Im Gang stand ein schwarz gekleideter Mann. Er hatte seinen Hut tief ins Gesicht gezogen und seinen Staubmantel fest um sich gezogen. Fragend schaute er herüber.
»Sind Sie Lassiter?«
»Der bin ich.«
»Dann haben wir etwas zu besprechen.« Der Besucher hob den Kopf, und Lassiter sog scharf den Atem ein, als er ihn erkannte.
»Gouverneur Hopkins?«
»Still«, raunte sein Gegenüber. »Niemand darf wissen, dass ich hier bin.«
Lassiter ließ seine Waffe sinken und trat von der Tür zurück.
Kelly warf seinem Besucher einen prüfenden Blick zu, sagte jedoch nichts, sondern warf Lassiter nur eine Kusshand zu und huschte hinaus.
Lassiter schloss die Tür und trat vor seinen Besucher hin.
Gouverneur Emmerett Hopkins war seit drei Jahren im Amt und hatte in dieser Zeit schon viel Gutes bewirkt. Er war ein Mann des Friedens, der vermittelte, wo er konnte. Äußerlich war er eher unscheinbar, von mittlerer Statur und mit einem dunklen Kinnbart, aber seine braunen Augen blickten energisch und verrieten einen festen Willen und einen wachen Verstand.
»Sind Sie etwa ohne Wachen hergekommen, Gouverneur?«
»Das musste ich. Ich durfte nicht riskieren, dass jemand meinen Besuch bei Ihnen bemerkt. Was ich zu sagen habe, ist nur für Ihre Ohren bestimmt.«
»Nehmen Sie doch bitte Platz.«
»Ich bleibe lieber stehen, wenn ich ehrlich bin. Aber zu einem Glas Whiskey würde ich nicht nein sagen, wenn Sie welchen haben.«
Kelly hatte tatsächlich eine Flasche mit nach oben genommen.

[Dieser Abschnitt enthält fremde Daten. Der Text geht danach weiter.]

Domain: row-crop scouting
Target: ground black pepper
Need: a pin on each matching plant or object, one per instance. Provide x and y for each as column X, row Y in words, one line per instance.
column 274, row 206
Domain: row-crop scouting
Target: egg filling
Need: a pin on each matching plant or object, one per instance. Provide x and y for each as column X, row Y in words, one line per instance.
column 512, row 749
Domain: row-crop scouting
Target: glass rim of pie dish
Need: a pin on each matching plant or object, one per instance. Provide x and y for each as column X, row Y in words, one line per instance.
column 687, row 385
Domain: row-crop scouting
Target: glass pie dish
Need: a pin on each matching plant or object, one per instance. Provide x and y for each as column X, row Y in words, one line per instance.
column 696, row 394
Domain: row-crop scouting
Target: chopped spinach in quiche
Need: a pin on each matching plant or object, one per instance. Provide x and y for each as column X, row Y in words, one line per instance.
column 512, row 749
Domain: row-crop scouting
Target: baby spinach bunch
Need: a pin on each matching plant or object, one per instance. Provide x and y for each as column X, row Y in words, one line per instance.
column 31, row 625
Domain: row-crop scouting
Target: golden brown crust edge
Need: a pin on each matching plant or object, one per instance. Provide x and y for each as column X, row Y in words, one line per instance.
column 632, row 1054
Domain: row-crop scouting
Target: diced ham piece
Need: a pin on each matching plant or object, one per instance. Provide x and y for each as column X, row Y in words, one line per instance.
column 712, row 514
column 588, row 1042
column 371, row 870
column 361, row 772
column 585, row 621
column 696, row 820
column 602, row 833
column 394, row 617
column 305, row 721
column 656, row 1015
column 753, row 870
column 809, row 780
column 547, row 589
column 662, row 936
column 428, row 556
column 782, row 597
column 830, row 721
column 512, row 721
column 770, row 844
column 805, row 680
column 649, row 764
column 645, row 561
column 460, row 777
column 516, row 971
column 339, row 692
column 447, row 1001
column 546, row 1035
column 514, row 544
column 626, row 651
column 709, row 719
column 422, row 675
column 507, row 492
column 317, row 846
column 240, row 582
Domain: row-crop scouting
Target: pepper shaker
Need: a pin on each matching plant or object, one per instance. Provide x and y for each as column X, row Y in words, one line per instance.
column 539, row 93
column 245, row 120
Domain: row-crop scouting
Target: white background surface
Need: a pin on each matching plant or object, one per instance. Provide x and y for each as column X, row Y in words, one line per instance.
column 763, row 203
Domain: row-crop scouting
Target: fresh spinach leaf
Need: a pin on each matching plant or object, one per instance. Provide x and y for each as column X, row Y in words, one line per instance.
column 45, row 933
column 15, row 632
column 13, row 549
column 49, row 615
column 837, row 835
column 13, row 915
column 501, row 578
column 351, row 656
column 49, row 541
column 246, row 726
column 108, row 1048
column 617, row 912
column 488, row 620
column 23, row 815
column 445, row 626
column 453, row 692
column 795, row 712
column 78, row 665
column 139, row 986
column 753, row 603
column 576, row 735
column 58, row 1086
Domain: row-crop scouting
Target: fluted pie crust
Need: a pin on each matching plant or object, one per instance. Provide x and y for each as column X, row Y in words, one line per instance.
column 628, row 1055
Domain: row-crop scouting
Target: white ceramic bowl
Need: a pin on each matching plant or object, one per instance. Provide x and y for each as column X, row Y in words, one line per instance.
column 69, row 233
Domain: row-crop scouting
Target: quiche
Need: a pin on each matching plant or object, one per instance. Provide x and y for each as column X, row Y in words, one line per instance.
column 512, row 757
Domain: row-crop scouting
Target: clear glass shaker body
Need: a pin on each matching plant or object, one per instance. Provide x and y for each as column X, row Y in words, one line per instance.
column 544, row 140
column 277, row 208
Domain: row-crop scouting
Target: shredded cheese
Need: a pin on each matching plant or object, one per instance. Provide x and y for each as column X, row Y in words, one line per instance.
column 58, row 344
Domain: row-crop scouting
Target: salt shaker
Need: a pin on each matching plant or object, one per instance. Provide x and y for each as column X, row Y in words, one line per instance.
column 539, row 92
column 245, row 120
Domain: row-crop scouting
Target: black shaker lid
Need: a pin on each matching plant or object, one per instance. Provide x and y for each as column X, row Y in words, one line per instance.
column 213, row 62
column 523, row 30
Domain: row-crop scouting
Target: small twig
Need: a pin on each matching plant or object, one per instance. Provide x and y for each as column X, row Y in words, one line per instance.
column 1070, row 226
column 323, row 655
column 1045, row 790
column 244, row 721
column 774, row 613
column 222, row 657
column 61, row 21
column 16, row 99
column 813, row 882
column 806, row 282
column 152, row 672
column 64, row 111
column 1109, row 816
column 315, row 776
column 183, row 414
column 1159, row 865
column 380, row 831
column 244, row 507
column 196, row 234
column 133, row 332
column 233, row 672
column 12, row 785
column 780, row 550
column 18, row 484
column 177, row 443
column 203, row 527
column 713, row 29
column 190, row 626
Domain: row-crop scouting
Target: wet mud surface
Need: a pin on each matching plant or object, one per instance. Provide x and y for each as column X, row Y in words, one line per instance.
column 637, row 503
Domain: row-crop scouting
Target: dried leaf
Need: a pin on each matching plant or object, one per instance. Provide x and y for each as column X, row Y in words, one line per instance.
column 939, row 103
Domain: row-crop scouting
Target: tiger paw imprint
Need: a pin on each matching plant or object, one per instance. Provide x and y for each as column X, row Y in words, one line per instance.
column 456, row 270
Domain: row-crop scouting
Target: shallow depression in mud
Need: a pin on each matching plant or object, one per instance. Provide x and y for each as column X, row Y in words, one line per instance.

Sie waren noch nicht dazu gekommen, sie zu öffnen, aber jetzt schenkte Lassiter seinem Besucher und sich selbst ein.
Emmerett Hopkins drehte sein Glas zwischen den Fingern, ohne zu trinken.
»Ein Freund in Washington sagte mir, Sie könnten mir helfen.«
Lassiter antwortete nicht, gab seinem Besucher nur mit einer Handbewegung zu verstehen, weiterzusprechen.
»Ich brauche jemanden, der für mich reitet. Und dabei möglichst unsichtbar bleibt. Darauf kommt es wirklich an.« Der Gouverneur stellte sein Glas ab und zog eine flache Schachtel aus seiner Tasche. Kurz strich er über das sauber abgeschliffene Holz, dann lüftete er den Deckel. Darin lag ein Stofffetzen mit bräunlich-roten Flecken. Dazwischen ragte etwas auf, das aussah wie...
»Ein Finger?« Lassiter schaute auf die Überreste nieder, an denen noch ein goldener Ring steckte.
»Ein Finger von meiner Frau.« Emmerett Hopkins knirschte mit den Zähnen.
Lassiter war Molly Hopkins noch nie begegnet, aber er hatte von ihr gehört und Bilder gesehen. Sie war eine bildschöne Frau, die sich für die Bildung von Frauen einsetzte und ihnen die Türen zu Universitäten öffnen wollte. Sie galt als warmherzig und engagiert und auch ein wenig eigensinnig.
Und nun besaß sie offenbar nur noch neun Finger.